DNA is een afkorting voor "Deoxyribonucleic acid" (Desoxyribonucleïnezuur) en komt bij veel organismen voor. Het bestaat uit 2 "spiralen"die samen een "dubbele helix" vormen.

Tussen deze twee spiralen zijn verbonden door verbindingen

die tussen de twee spiralen liggen; de zogenaamde basisparen.

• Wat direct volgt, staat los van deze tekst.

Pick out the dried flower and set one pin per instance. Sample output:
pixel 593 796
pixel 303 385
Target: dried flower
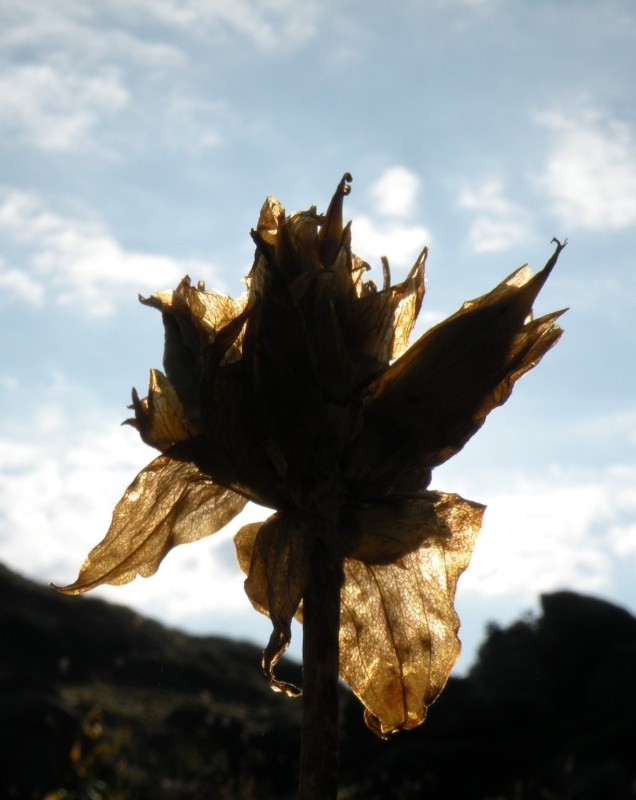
pixel 302 396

Deze basisparen  kunnen bestaan uit;

 

1. Guanine en cytosine (G & C)

2. Adenine en thymine (A & T)

 

Deze basisparen kunnen alleen op deze manier binden maar de volgorde hiervan op de trap zijn totaal persoonsafhankelijk. Op deze manier kan je dus met DNA herleiden wie bijv. je ouders zijn.

 

De spiralen bestaan uit een suikermolecuul tussen de basisparen, en tussen de suikermoleculen zit een fosfaatgroep (dit zijn zuurresten) op deze manier

 

 

 

suikermolecuul

fosfaatgroep

 

 

 

 

 

 

 

 

 

 

 

 

 

 

 

 

 

 

 

 

 

 

 

 

 

 

 

 

Zoals je ziet zijn deze spiralen de "ruggengraat" van het DNA.

 

Naast DNA heb je ook RNA dit is een afkorting voor "Ribo Nucleic Acid" (ribonucleïnezuur). RNA wordt vaak in ons lichaam gebruikt bij celdeling, zij kunnen namelijk de genetische volgorde (de volgorde van de basisparen) van het DNA opslaan.  De verschillen tussen DNA  en RNA zijn dat in de spiralen de suikermoleculen een andere soort suikermolecuul bevatten namelijk "ribose." En bij de basisparen wordt thymine (T) vervangen door uracil (U).